On her 1935 honeymoon, twenty-two-year-old Doris Duke passed through Egypt, India, and the Middle East. She came home to Hawaii with an obsession. Over the next sixty years, the tobacco heiress assembled nearly 4,500 works of Islamic art and built them a house on a 4.9-acre oceanfront lot in the Black Point neighborhood near Diamond Head. She named it Shangri La. The estate is not a typical collection displayed behind glass. Duke embedded the art into the architecture itself, commissioning Moroccan ceilings, installing Persian tilework, and planting Mughal-style gardens that open onto terraces overlooking the Pacific. When it opened as a public museum in 2002, Shangri La became the only museum in the United States dedicated exclusively to Islamic art.

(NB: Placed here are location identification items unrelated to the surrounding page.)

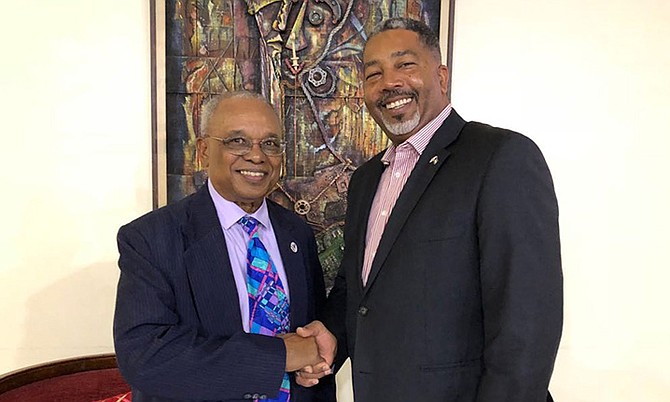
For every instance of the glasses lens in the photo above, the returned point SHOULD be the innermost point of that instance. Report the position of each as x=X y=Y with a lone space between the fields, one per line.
x=272 y=146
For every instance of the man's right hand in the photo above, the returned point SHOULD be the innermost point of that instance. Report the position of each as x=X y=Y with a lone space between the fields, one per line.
x=300 y=351
x=309 y=375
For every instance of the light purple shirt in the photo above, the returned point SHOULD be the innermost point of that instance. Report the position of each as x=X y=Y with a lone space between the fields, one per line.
x=236 y=243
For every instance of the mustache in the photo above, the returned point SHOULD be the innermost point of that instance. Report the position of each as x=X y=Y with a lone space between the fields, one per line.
x=388 y=94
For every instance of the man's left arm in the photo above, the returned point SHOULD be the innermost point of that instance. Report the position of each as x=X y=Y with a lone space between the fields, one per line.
x=521 y=278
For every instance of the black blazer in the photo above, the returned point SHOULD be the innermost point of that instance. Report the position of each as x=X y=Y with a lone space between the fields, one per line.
x=464 y=298
x=177 y=326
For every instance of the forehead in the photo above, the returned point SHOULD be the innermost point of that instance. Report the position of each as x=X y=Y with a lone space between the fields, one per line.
x=392 y=43
x=248 y=116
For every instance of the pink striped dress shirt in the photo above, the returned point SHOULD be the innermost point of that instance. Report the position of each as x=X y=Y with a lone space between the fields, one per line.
x=400 y=161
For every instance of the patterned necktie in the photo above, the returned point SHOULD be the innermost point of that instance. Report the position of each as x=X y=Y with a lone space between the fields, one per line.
x=268 y=304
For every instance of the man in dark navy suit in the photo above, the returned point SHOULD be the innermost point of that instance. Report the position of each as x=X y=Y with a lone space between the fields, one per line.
x=184 y=328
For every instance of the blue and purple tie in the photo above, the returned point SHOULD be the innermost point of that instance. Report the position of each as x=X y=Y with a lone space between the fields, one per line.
x=268 y=304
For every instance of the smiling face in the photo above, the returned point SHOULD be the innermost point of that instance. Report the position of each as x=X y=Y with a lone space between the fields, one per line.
x=244 y=180
x=405 y=84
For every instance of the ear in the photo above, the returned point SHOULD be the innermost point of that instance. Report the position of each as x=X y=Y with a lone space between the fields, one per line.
x=443 y=72
x=202 y=147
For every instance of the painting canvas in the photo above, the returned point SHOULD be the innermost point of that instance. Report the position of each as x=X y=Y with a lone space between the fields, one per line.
x=305 y=57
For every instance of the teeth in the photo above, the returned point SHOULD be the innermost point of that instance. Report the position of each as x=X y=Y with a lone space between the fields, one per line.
x=398 y=103
x=250 y=173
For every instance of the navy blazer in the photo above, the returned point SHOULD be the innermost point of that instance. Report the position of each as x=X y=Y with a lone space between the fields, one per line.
x=177 y=326
x=464 y=297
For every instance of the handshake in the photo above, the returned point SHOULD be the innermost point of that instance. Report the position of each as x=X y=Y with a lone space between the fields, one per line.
x=310 y=352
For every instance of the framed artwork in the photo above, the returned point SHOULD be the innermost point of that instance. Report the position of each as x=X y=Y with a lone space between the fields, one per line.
x=304 y=56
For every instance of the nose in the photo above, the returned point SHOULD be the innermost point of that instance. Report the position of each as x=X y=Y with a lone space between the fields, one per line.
x=391 y=79
x=255 y=154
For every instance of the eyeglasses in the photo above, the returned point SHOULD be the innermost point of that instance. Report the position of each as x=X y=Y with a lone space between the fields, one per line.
x=241 y=146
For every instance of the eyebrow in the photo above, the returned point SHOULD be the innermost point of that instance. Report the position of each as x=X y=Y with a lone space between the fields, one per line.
x=397 y=54
x=240 y=133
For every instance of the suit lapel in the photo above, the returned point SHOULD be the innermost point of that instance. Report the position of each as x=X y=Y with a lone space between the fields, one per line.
x=292 y=255
x=430 y=162
x=369 y=180
x=208 y=268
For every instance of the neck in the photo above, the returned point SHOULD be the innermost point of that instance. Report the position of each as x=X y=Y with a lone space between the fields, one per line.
x=249 y=207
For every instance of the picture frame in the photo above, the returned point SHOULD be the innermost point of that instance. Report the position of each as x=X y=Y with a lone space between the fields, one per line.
x=305 y=57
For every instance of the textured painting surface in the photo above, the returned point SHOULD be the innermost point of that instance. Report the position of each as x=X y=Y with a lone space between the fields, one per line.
x=304 y=56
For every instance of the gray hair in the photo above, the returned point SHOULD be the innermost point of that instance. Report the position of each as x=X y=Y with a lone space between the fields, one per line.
x=210 y=105
x=426 y=35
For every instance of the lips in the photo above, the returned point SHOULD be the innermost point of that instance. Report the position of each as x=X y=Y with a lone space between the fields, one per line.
x=392 y=100
x=397 y=104
x=252 y=174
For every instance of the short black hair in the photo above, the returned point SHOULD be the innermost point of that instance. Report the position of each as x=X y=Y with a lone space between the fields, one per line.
x=426 y=35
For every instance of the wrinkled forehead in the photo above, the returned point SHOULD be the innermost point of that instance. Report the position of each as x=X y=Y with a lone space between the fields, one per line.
x=247 y=117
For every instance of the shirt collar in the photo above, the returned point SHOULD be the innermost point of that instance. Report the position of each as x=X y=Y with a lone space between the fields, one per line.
x=419 y=141
x=229 y=213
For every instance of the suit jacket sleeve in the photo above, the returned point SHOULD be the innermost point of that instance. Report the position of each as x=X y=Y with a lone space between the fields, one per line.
x=162 y=355
x=521 y=279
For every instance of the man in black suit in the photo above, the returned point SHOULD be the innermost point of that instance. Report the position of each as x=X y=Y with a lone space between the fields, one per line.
x=450 y=288
x=184 y=308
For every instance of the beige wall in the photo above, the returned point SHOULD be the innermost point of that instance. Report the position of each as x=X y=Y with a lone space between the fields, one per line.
x=75 y=165
x=587 y=80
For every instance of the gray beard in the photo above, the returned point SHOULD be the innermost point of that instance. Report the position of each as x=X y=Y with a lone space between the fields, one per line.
x=403 y=127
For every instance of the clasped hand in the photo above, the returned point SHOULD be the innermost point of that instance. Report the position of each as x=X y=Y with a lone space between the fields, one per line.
x=310 y=352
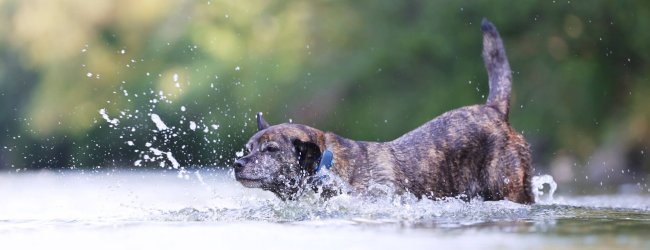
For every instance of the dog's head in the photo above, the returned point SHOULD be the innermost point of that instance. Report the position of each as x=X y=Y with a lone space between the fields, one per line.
x=280 y=158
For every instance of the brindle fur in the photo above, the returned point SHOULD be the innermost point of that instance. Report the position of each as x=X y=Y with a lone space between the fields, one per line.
x=471 y=151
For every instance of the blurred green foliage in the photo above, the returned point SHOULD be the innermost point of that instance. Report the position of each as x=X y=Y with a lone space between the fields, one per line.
x=368 y=70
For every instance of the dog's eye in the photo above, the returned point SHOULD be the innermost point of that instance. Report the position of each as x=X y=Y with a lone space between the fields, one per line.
x=271 y=148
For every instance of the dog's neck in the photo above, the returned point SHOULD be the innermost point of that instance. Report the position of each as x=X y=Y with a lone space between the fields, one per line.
x=356 y=163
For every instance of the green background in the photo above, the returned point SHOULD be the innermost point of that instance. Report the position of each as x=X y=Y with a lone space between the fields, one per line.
x=367 y=70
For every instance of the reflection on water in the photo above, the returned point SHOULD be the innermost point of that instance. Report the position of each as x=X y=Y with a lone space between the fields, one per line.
x=111 y=206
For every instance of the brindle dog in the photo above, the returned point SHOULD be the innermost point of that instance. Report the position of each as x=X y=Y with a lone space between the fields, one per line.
x=468 y=152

Construction ran from 1936 to 1938, designed by architect Marion Sims Wyeth as a one-story residence that merged modernist lines with Islamic design traditions. Duke was not a passive client. She collaborated directly with artisans, integrating indoor and outdoor spaces through courtyards, pavilions, and oceanfront terraces. The materials came from across the Islamic world: tilework from Iran, painted wooden interiors from Syria, pierced metalwork from India, vibrant textiles from Spain. One of the most significant pieces is a mihrab from Kashan, Iran, a prayer niche considered the best preserved of only six surviving examples of its kind. Duke continued redesigning Shangri La throughout her life, reconfiguring rooms into tent-like interiors inspired by Islamic models and adding a Playhouse modeled on the seventeenth-century Chehel Sotoun palace in Isfahan.

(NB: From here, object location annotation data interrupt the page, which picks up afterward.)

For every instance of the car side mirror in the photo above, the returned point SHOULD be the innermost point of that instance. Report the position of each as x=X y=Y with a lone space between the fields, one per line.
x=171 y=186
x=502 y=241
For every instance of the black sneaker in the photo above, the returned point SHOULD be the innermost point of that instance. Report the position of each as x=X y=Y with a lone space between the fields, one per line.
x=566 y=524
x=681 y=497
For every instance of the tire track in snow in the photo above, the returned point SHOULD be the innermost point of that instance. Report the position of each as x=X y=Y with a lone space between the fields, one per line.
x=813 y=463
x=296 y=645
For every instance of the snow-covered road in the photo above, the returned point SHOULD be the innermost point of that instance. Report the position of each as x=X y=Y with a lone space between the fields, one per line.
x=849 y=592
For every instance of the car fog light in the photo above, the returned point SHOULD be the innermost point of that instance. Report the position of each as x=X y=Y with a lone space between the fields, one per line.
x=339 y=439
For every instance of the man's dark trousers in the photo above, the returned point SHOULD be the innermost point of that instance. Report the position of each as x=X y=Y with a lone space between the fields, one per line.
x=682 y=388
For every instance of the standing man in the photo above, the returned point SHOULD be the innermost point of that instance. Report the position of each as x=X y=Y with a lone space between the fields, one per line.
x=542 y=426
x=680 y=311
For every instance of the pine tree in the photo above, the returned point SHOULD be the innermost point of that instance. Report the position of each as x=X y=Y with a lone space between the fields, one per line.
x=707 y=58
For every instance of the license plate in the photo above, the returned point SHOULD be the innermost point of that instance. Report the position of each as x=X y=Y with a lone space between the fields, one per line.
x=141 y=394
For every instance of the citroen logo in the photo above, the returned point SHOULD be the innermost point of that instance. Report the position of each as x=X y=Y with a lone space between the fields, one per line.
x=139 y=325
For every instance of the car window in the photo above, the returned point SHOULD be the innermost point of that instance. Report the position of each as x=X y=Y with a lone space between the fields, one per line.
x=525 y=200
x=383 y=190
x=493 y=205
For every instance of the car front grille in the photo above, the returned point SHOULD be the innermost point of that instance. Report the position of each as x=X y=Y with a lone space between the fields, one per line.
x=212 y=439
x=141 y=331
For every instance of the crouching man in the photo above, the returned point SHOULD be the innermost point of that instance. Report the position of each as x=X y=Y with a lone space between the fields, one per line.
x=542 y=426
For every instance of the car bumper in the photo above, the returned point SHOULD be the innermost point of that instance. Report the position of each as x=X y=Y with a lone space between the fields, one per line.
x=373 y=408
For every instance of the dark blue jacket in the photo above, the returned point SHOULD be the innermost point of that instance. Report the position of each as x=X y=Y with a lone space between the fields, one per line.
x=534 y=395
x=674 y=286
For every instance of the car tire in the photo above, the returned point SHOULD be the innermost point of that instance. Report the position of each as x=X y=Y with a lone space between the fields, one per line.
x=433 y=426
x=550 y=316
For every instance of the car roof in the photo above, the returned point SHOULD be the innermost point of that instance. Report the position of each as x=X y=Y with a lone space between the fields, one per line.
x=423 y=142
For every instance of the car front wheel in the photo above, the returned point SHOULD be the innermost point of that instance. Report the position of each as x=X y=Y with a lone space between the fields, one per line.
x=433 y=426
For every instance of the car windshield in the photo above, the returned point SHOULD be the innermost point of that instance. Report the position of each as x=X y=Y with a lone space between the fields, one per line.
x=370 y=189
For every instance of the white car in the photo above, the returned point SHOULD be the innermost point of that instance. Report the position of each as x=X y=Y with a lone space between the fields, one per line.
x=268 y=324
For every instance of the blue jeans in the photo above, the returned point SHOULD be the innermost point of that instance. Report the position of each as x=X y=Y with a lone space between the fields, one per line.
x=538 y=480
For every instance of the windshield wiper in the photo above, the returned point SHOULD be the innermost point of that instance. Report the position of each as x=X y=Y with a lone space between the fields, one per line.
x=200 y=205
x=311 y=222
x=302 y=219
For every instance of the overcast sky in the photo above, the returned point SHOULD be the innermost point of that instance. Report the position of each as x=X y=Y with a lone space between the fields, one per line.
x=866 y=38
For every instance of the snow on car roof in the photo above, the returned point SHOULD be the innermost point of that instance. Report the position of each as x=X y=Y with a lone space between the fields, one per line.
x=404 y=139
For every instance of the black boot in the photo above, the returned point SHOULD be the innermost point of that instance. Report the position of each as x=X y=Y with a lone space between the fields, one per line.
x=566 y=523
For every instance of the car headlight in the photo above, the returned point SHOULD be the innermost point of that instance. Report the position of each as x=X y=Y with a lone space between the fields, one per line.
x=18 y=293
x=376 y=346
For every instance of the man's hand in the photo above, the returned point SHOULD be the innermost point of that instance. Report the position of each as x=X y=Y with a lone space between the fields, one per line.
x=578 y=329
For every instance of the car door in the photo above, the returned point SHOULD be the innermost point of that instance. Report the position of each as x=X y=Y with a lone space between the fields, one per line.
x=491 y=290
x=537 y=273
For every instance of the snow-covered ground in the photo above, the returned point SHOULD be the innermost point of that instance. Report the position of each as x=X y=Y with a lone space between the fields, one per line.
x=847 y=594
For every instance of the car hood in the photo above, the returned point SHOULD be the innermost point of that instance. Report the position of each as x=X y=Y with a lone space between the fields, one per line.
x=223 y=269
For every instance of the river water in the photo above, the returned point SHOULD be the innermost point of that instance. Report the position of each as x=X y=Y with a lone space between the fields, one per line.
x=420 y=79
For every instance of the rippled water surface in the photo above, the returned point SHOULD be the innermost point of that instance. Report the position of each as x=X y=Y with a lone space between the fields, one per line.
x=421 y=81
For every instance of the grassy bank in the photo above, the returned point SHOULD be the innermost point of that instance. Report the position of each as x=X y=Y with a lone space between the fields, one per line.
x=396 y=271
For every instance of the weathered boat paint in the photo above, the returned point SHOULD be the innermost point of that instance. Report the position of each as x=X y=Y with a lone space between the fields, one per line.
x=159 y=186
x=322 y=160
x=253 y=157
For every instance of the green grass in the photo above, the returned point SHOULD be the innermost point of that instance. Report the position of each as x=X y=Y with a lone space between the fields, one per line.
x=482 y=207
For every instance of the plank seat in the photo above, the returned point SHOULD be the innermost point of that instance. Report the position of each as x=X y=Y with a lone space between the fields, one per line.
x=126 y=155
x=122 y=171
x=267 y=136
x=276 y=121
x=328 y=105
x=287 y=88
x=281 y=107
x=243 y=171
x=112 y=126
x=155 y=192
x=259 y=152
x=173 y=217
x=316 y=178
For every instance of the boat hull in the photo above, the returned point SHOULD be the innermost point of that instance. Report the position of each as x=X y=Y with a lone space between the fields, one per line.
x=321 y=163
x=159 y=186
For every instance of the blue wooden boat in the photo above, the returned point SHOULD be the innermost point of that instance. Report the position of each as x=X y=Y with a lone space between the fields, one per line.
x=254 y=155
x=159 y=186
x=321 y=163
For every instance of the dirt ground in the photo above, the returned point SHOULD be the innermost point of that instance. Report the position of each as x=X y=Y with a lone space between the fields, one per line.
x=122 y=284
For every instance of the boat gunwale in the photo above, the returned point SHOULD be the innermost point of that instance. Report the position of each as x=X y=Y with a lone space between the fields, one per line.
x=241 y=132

The outdoor spaces at Shangri La reflect Duke's vision of Islamic art experienced within a living landscape rather than behind museum walls. A formal Mughal garden draws on the design of the Shalimar Gardens of Lahore, with terraced water features channeling the eye toward the ocean. Tropical plantings surround a Hawaiian fishpond, and a waterfall cascades through gardens where the geometry of Persian landscaping meets the lushness of Oahu's windward vegetation. The Pacific provides the backdrop that no gallery could replicate. Duke understood that Islamic garden design was itself an art form, one built around water, symmetry, and the idea of paradise made tangible on earth.

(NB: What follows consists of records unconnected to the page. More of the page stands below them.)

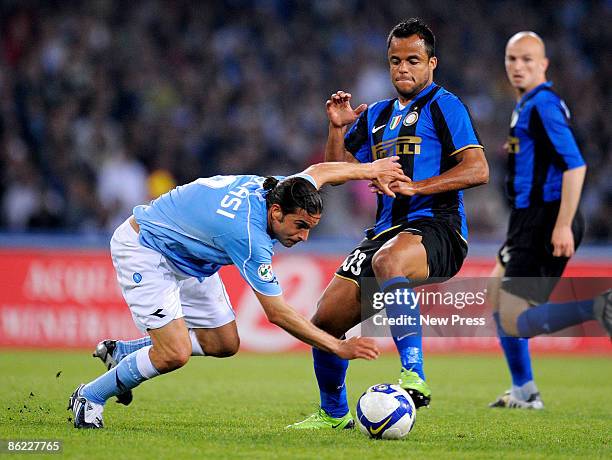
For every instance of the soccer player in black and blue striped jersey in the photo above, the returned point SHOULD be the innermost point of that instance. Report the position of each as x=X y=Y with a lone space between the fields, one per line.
x=420 y=233
x=544 y=182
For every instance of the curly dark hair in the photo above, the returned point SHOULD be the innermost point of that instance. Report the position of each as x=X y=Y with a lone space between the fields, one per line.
x=414 y=26
x=292 y=194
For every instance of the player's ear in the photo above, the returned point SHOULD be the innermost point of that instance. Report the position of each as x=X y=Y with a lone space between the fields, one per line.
x=433 y=62
x=276 y=213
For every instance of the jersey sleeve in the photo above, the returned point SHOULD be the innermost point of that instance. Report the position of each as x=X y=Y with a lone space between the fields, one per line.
x=454 y=125
x=555 y=115
x=251 y=253
x=357 y=139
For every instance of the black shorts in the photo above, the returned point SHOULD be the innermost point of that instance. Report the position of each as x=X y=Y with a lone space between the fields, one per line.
x=532 y=272
x=446 y=250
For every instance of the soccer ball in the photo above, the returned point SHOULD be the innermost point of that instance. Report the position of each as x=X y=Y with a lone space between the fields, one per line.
x=385 y=411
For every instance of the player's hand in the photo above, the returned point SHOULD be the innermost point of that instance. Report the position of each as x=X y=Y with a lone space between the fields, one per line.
x=358 y=347
x=339 y=110
x=404 y=187
x=386 y=171
x=563 y=241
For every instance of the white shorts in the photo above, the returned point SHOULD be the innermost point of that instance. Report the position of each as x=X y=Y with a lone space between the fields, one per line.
x=157 y=293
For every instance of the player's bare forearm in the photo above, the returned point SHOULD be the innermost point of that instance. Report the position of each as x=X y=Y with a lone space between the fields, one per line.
x=384 y=171
x=334 y=148
x=562 y=237
x=571 y=189
x=471 y=170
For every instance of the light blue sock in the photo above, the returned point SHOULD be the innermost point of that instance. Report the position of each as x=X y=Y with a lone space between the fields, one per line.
x=125 y=347
x=129 y=373
x=552 y=317
x=330 y=371
x=408 y=338
x=516 y=351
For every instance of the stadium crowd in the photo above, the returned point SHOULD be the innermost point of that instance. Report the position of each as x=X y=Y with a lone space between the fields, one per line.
x=104 y=105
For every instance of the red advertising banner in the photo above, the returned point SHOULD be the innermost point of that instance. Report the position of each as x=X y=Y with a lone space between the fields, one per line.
x=70 y=299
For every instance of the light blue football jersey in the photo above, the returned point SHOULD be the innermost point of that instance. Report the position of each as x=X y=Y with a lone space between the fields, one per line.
x=211 y=222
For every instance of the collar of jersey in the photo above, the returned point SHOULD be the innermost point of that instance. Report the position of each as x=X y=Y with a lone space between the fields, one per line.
x=424 y=92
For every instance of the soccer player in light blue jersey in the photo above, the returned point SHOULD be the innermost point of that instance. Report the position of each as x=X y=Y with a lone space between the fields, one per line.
x=167 y=256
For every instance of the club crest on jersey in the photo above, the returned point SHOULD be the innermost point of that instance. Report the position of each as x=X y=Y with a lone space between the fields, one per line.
x=265 y=272
x=513 y=119
x=395 y=121
x=411 y=119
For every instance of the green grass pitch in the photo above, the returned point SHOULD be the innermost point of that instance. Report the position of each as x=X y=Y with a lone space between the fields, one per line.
x=237 y=408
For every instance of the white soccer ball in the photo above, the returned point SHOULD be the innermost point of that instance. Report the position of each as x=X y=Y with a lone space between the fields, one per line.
x=385 y=411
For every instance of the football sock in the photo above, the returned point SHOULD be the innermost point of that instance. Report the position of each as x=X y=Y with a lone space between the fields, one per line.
x=125 y=347
x=516 y=350
x=408 y=338
x=552 y=317
x=330 y=371
x=129 y=373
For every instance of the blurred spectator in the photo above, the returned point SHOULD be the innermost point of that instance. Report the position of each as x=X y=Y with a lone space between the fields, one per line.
x=106 y=104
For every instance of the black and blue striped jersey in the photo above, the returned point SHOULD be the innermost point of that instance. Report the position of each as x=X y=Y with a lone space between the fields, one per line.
x=541 y=146
x=425 y=134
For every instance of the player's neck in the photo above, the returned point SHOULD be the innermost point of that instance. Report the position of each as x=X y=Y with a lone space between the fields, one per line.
x=404 y=101
x=520 y=92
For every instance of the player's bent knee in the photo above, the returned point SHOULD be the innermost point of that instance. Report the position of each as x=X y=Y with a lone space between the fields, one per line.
x=384 y=262
x=172 y=359
x=228 y=347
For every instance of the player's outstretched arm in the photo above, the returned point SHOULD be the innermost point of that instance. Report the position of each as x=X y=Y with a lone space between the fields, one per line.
x=383 y=171
x=341 y=115
x=471 y=170
x=280 y=313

Scholars have examined Shangri La with a critical eye. Academic analysis has noted that tours tend to emphasize Duke's biography over the historical and cultural contexts of the art on display, and that many visitors come primarily for the association with wealth and celebrity rather than the art itself. The placement of religious architectural elements in a private home raises questions about how Islamic art is received and interpreted in Western collections. Duke's mihrab, for example, was not displayed publicly for decades, effectively stripping it of the religious function that once oriented a community of worshippers toward Mecca. Yet Muslim community leaders from the Muslim Association of Hawaii have viewed the museum as a site with genuine potential for fostering public understanding of Islamic art and culture.
The Doris Duke Foundation for Islamic Art operates Shangri La today, fulfilling Duke's wish that the estate be open to students, scholars, and anyone interested in Islamic art. Tours depart from the Honolulu Museum of Art and travel by shuttle to the estate, a restriction imposed by the conditional use permit that protects the surrounding residential neighborhood. The museum hosts two visual artists per year for residencies and exhibitions, and offers year-round programs including lectures, workshops, and performances. The collection's strengths lie in ceramics, wood, glass, and textiles dating from 1600 to 1940 CE, along with a pair of shaped carpets made for a Mughal emperor. For those who cannot visit, a virtual tour offers a view of the architecture and ocean setting. Shangri La remains a singular place: Islamic art set against Hawaiian landscape, a private vision made public, and a collection that continues to provoke conversation about who gets to own, display, and interpret the art of other cultures.
Shangri La sits at 21.26N, 157.80W in the Black Point neighborhood on Oahu's south shore, immediately east of Diamond Head crater. The oceanfront estate is visible along the coastline between Diamond Head and Kahala. Nearest airport: PHNL (Daniel K. Inouye International Airport), approximately 7 nm northwest.